I'm curious what the KH, GH, and PH of your water is out of the tap and what it is in your aquarium. My fish LOVE WC's. They start to display to each other and the congos sometimes tear through the plants when they really get going.

I'm also wondering if you have chlorine or chloramines in your water. I called my city water dept. and found out they add orthophosphate (to inhibit corrosion) and chlorine, but never chloramines. I usually add a cc or two of Seachem's Prime when I do a 50% WC. The city's chlorine levels seem to fluctuate because I can sometimes get away without it and other times the fish clearly show distress until I add some.

As I understand it, some not-so-good water conditioners will take care of chlorine, but convert chloramines to rather large levels of ammonia which will certainly distress the fish.

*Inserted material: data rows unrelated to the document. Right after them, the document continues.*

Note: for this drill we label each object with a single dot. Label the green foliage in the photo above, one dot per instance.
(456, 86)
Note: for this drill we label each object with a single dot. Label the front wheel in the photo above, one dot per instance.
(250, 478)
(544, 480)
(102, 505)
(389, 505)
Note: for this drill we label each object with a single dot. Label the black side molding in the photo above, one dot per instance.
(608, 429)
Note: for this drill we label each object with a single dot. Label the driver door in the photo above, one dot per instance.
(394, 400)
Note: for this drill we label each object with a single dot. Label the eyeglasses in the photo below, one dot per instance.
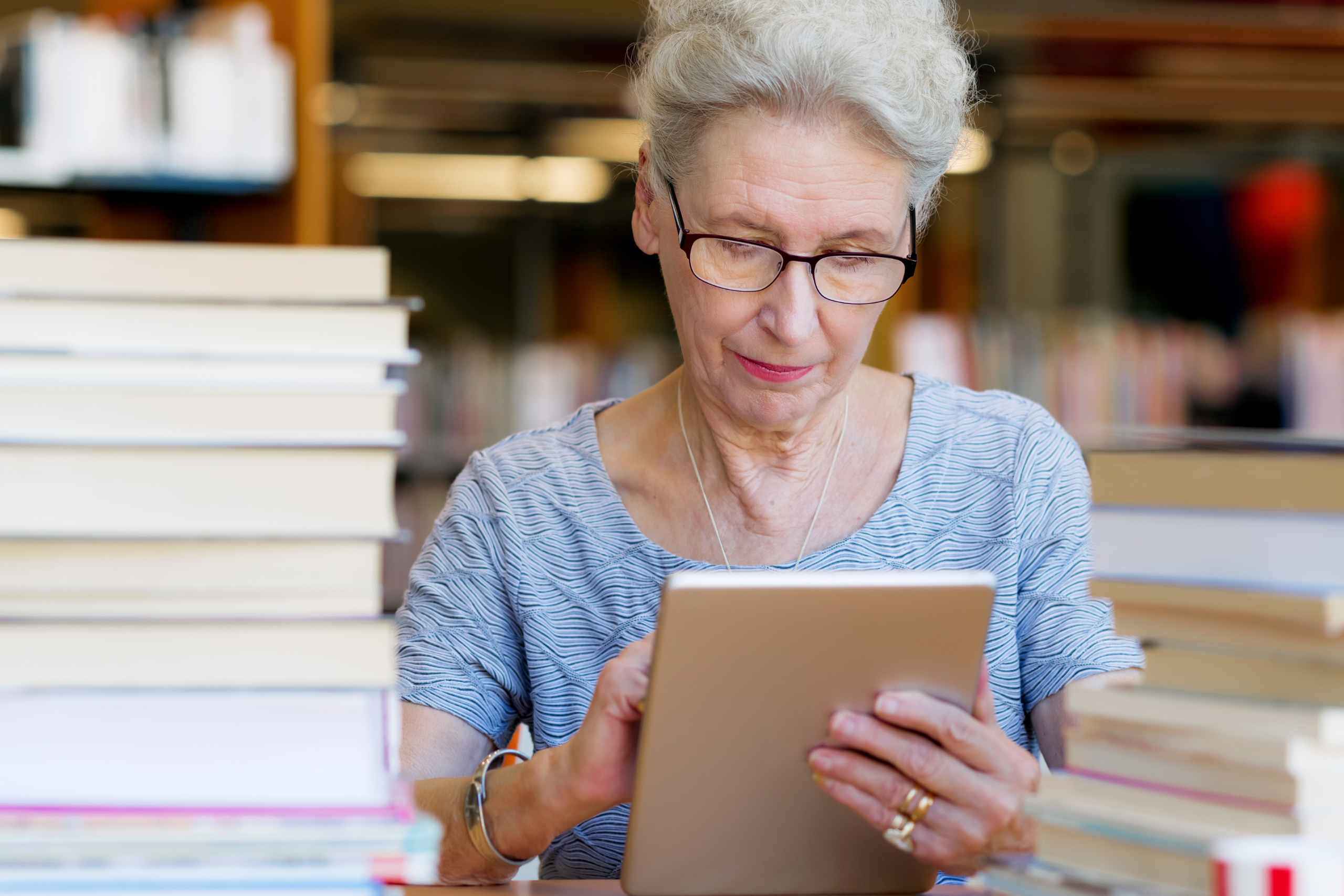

What are the details of your four-day blackout? Did you feed the fish? Did the plants do ok? Did it take them a month to look 'normal' again?


----------



## pepperonihead (Nov 25, 2004)

*Regarding my black out*

I left for four days. I totally blacked out the aquarium with black plastic and towels. When I came back all was fine. I did not feed the fish during that time. I lost my Lobelia but all other plants came through okay. They looked a little rangy but bounced back very quick and loved not having cyano on them!!! I turned off the Co2 of course. There are some plant varieties that dont do well but all mine except the Lobelia did fine. I have Diplidis Diandra, Tiger lotus, Red Ozelot Sword, and some that I am not sure what they are?


----------



## standoyo (Aug 25, 2005)

guaiac_boy said:


> I've learned the hard way about keeping things in balance with this kind of lighting and CO2. My plants, for the most part, are now growing quite well. Despite this, there is a healthy abundance of algae that is quite frustrating.
> 
> In small patches I have some staghorn strands that are up to 2 or 3" long. In other locations I have small patches of green-spot. This is a little better since adding more fleets, but still exists. Finally, on plants that are near the substrate (sag subulata, anubias, etc) I think I'm getting cyano. This is quite widespread. The last time I pruned, the plants had a swampy smell to them. At least the BBA has been receding since the addition of 'real' CO2.
> 
> ...


swampy smell you mean sulfurous? bga does that...we call it drain smell...did four day blackout and bga gone but fine hair algae and bba still all over the place. gonna tear it down soon. 
wow, 4WPG... i don't think i can manage...btw at that level of light some leaves will pale esp the new leaves...for me just an up of 60W to 72W in 36G tank can cause so much problems...got almost all the regular types of algae except staghorn...no such problems for two years until the itch to grow glosso came...sigh


----------